Deftly balancing humor and grief, "The Bachelors" is fueled by wonderfully human performances and fully realized characters. This is a small but big-hearted movie that deserves more attention than it is likely to get, despite the presence of its Oscar-winning lead, who is in top form again here.
After the death of his wife, Bill (J.K. Simmons) abruptly announces to his teenage son, Wes (Josh Wiggins), that they're moving from San Francisco to Los Angeles. There, Bill works as a math teacher at a fancy prep school, while Wes tries to fit in with his upper-class peers. Father and son try to adjust to their new lives as they deal with the lingering loss. Bill connects with French teacher Carine (Julie Delpy), and Wes falls for his study partner, Lacy (Odeya Rush), who has issues of her own.
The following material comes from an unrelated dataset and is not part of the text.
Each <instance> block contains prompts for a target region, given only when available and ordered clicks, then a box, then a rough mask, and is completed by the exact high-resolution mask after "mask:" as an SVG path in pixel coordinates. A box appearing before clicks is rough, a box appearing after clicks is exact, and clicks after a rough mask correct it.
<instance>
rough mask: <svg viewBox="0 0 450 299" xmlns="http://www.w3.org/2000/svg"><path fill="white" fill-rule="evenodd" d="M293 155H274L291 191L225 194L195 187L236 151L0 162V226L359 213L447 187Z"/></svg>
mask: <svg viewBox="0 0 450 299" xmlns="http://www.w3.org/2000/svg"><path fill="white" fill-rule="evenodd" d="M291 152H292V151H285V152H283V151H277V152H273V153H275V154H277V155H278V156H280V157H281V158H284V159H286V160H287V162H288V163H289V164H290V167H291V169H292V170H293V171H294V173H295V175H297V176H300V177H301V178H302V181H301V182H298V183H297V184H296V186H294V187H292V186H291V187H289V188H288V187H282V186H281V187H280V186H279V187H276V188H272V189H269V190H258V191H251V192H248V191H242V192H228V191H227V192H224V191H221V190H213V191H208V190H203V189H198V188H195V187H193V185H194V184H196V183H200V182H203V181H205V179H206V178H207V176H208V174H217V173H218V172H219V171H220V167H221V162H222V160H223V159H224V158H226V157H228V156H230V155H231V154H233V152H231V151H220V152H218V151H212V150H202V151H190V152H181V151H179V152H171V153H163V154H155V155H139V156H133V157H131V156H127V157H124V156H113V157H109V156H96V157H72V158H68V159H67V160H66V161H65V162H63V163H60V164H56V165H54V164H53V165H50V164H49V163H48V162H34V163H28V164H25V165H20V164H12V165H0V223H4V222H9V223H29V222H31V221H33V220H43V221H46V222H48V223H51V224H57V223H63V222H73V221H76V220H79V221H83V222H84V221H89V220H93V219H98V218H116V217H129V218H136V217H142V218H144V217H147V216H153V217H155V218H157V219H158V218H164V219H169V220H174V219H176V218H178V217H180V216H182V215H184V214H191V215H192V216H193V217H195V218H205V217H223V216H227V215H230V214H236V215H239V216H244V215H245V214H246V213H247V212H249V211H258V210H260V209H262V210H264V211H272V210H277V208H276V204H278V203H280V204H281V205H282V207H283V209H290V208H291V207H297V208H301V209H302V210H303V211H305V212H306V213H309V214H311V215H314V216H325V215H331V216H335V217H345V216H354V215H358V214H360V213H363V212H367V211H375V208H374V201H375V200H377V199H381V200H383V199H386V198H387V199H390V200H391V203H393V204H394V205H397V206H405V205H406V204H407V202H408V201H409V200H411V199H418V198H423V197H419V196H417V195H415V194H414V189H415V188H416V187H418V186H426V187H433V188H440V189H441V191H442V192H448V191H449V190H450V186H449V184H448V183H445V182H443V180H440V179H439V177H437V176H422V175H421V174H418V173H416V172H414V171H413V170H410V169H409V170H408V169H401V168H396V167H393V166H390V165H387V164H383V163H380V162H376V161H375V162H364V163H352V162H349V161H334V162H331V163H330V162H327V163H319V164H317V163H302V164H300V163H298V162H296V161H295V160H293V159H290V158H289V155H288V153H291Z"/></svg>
Written and directed by Kurt Voelker, "The Bachelors" is an emotionally mature and resonant drama that knows when to lean into its comedic elements, particularly through Delpy's wonderfully funny Carine and Wes' friends played by Tyrel Jackson Williams and Jae Head. Unfortunately it occasionally uses Bill's psychiatrist (Harold Perrineau) as a narrative crutch and treats some psychological issues a bit less seriously than it might. However, it handles grief and emotional struggles with sensitivity, working to destigmatize getting professional help when it's needed, especially for men.